At the time, I was a cog in the machine Lynch was building, one of the unpaid volunteers who would trudge to the campaign’s shabby midtown headquarters and spend hours handing out flyers, hanging posters, registering voters and the like.
The “rumpled genius,” as he was sometimes called for his work with Dinkins, was a hero, friend and mentor to an entire generation of up-and-coming political activists.
Those of us who’d walked picket lines and mounted protests in college immediately recognized a kindred spirit: You can find a photo of Lynch among the demonstrators who occupied Harlem’s Sydenham Hospital in 1980 in an unsuccessful effort to keep it open. He was a veteran of labor battles who had the city’s top union leaders on speed dial, and would pick up the phone and start making calls if someone needed help. For our generation, Dinkins’ victory — and Lynch’s vision — was a dream come true.
In a shamefully segregated city, the campaign headquarters was truly a gorgeous mosaic. After a decade of budget-cutting austerity following the financial crisis, it offered labor unions a chance to flex their political muscles on behalf of the working class. And for idealistic young people trying to carve out a path in public life, the open door to his campaign office on then-seedy W. 43rd St. was a treasured place to get strategic advice, marching orders and a sympathetic ear. Many of his disciples went on to do great things for our city.
John Liu, while now struggling in the race for mayor, staged an unlikely victory for city controller four years ago by working with Lynch to reassemble the same kind of broad, diverse coalition that elected Dinkins.
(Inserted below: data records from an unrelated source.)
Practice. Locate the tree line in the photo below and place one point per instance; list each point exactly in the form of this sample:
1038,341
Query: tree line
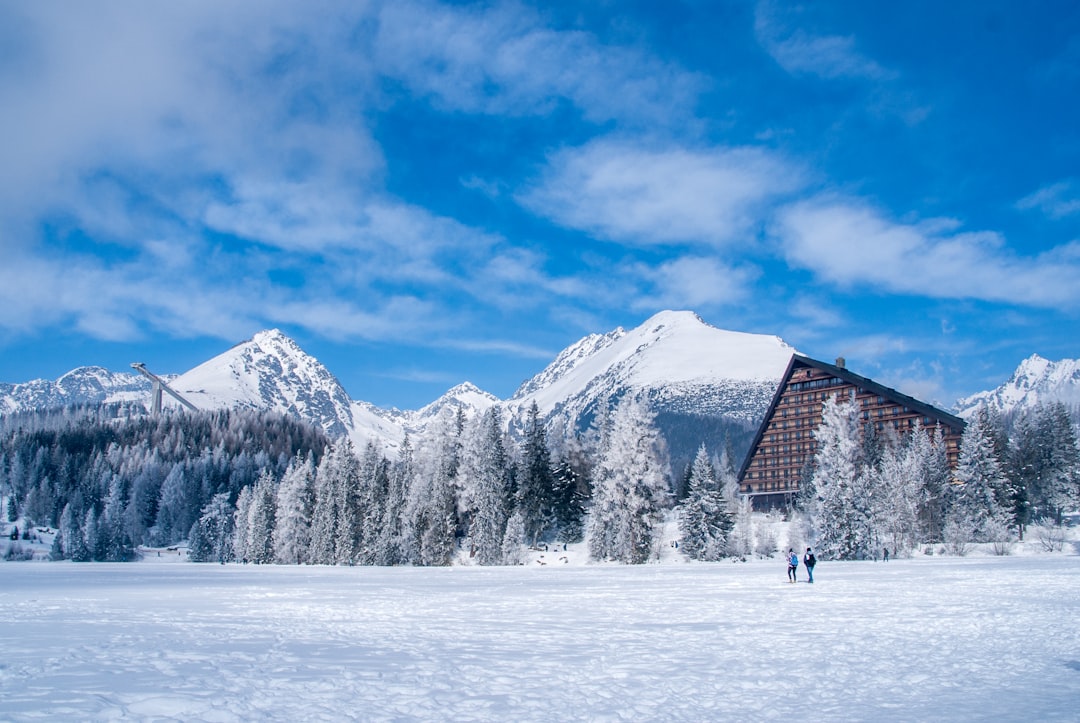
261,487
868,491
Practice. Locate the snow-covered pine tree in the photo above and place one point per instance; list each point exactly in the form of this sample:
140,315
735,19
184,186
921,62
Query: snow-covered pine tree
390,549
704,519
568,501
346,483
536,480
487,471
212,535
261,519
241,522
631,486
933,473
431,505
894,505
374,491
119,544
1061,489
325,512
1024,468
976,499
513,538
839,511
295,505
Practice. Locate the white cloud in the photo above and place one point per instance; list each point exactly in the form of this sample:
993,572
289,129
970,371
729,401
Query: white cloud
849,243
625,191
501,59
798,51
1056,200
696,282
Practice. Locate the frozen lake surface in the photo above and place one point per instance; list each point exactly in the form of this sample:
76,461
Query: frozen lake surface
923,639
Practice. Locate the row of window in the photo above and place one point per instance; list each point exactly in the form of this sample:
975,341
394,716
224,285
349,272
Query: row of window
815,384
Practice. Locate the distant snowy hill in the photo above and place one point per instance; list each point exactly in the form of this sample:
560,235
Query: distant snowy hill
270,372
86,385
703,382
1035,380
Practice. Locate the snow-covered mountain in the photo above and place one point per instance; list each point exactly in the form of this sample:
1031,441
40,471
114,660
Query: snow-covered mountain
676,359
704,383
86,385
1035,380
270,372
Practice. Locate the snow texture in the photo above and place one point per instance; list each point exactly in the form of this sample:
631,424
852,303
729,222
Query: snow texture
922,639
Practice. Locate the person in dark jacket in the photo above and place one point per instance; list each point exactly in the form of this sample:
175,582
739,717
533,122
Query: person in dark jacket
809,561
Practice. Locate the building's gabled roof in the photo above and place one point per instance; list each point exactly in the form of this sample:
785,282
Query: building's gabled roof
798,361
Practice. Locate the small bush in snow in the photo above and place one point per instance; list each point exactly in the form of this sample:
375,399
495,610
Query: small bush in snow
1051,536
16,552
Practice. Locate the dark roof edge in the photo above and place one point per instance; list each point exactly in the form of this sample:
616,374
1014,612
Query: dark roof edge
851,377
871,385
768,415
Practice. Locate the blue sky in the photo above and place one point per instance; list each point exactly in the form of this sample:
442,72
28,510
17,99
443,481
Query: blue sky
422,193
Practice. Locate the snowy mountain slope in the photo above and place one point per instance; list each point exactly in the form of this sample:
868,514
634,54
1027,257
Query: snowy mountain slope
86,385
705,384
1035,380
270,372
672,351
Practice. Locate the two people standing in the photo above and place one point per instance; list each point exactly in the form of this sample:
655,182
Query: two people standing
793,563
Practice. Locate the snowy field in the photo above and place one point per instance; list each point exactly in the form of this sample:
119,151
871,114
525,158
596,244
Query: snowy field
977,638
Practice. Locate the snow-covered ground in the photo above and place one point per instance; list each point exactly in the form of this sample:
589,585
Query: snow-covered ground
933,638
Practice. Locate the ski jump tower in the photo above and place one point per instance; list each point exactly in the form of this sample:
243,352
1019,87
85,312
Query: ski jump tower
159,386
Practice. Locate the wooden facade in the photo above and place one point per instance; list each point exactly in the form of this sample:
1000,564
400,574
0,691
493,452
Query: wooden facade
784,444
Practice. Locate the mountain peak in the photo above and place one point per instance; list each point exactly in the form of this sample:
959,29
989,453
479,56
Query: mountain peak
1036,379
271,372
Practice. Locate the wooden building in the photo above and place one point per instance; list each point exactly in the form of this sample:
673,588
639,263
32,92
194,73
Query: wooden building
784,444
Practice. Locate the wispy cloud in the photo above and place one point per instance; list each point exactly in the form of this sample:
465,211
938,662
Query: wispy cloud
799,51
502,59
646,195
694,282
850,243
1056,200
And Lynch was a big brother to dozens of elected officials and community leaders, including Harlem activist April Tyler; Mark Griffith of the Brooklyn Movement Center; Luther Smith, Lynch’s right-hand aide, and the late Lisa Sullivan, an inspired and much-missed youth organizer.
The core Lynch values — connecting communities, building personal relationships and taking a chance on young talent — continued long after the Dinkins administration, which he served in as deputy mayor, was voted out of office. In the mid-1990s, when I was running a community credit union with Griffith, Lynch trekked out to our humble storefront in Bedford-Stuyvesant, purely out of curiosity and a desire to help.
A few years later, when I made my own run at elected office — a 1997 City Council bid against a longtime incumbent — Lynch offered advice and his personal endorsement, which limited the savageness of the attacks the Kings County Democratic machine administered.
After leaving City Hall, Lynch searched high and low to find space uptown because he wanted to be based in Harlem. If you needed his advice, you had to make the trek to 125th St. and climb a couple flights of stairs. It turned out to be a good way to weed out fools and fakers. People with sense made the journey to see Lynch; perhaps those who couldn’t be bothered didn’t realize he was a confidant of Nelson Mandela and Bill Clinton.
Bill Lynch was the best of the best — a savvy operator full of idealism and a truly humble public servant in a city full of egos, backstabbing and bad intentions. New York was lucky to have him.
The memorial service, open to the public, is at 10 Thursday morning at Riverside Church.